Metropolitan Jonah encapsulated the Orthodox position on faith and liturgy and their codependent, mutually reinforcing and symbiotic interconnectedness in a speech to the assembly of the newly-formed Anglican Church in North America in June 2009 in which he remarked “The Church is not simply human. It is divine . . . the living body of Jesus Christ.” This explains in part why we are so concerned not to allow any disputes or arguments over parish administration or inter-jurisdictional relations to mar our liturgical life. In the Liturgy, we transcend all of the outside concerns of our lives, which fade to the peripheries that they are, and enter in communion with the visible body of Christ all around us, and the invisible body, the saints, the angels, all the departed, the Theotokos, and God Himself.
Agreement on doctrine throughout the Orthodox world is nearly universal since “certain doctrines, never formally defined, are yet held by the Church with an unmistakable inner conviction, an unruffled unanimity, which is just as binding as an explicit formulation.”
The Church’s stances on homosexual activity and elective abortion come to light in this regard. Divisions exist over certain new questions—for instance, the question of restoring the historic female diaconate, with certain bishops in favor and others opposed—but as His Beatitude Metropolitan Jonah observed, these questions, if the clergy and people felt clarification was required, would be dealt with as the Church has always done, “in terms of councils, people coming together,” rather than the Church ever splintering or dissolving outright. Thus, whenever there are disagreements in Orthodox congregations, they can be and are settled with local council meetings between the parishioners, priests and the bishop, without the formation of new church communities or sects.
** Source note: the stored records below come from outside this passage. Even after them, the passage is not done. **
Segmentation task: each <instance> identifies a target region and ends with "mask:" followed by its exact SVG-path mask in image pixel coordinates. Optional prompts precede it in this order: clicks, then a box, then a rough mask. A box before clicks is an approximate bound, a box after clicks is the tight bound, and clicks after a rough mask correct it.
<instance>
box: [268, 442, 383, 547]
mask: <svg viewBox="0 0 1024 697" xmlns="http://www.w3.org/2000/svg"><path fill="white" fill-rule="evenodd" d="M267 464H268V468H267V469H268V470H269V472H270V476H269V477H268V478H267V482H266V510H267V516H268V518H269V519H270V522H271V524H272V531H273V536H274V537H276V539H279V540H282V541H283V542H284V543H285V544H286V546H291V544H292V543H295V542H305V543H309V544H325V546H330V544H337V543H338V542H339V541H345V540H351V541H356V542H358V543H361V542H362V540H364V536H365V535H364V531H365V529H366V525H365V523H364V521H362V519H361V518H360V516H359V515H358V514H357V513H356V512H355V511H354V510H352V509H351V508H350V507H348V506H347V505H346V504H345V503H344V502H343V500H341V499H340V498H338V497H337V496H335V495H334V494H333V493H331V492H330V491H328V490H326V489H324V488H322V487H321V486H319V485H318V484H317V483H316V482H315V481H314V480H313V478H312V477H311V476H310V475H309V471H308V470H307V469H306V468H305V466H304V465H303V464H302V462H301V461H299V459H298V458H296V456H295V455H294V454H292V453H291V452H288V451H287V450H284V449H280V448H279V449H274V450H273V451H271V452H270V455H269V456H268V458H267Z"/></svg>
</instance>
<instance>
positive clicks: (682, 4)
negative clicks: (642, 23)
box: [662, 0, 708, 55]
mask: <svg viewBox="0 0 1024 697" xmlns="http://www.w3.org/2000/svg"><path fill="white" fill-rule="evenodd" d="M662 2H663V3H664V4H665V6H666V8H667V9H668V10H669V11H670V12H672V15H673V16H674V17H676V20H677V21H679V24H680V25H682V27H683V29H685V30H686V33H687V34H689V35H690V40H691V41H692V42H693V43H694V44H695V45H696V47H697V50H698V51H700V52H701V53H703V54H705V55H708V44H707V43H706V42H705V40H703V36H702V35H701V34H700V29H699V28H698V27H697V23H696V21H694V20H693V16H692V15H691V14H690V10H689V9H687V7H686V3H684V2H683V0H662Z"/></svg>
In this context, the faithful understand that it is the Orthodox Church as a whole, the worldwide Body of Christ, which is universal in constitution and communion, not one particular bishop or pontiff. Bishops at their election and consecration assume crucial roles over their specific dioceses, “endowed with the threefold power of:
(2) teaching, and
(3) celebrating the sacraments.”
Authority and jurisdiction in Orthodoxy thus are held to be both local and universal—local in the bishops, who are “appointed by God to guide and rule the flock” as “monarchs” in their own dioceses, and universal in the Churches adhering to Tradition or when acting together in Councils.
Jurisdiction and authority have never been understood in the Orthodox Tradition in terms of residing in any one particular patriarch or pontiff. Rather, we remember the words of St. Ignatius of Antioch, a disciple of St. John the Apostle, who said,
“Where the bishop is, there is the Church.”
The logic behind this is very clear, and I will elaborate more on this in Part II when I describe why I decided to leave the Roman Catholic Church. While His All-Holiness the Ecumenical Patriarch of Constantinople enjoys a status of primus inter pares1 among all Orthodox patriarchs and bishops dating to Canon 28 of the 451 Ecumenical Council at Chalcedon, the bishops themselves all possess a common charisma or gift of grace, constituting as they do the leadership of the universal Church. As Bishop Kallistos writes,
“Where Rome thinks in terms of the supremacy and the universal jurisdiction of the Pope, Orthodoxy thinks in terms of the Ecumenical Councils; where Rome stresses Papal infallibility, Orthodox stress the infallibility of the Church as a whole.”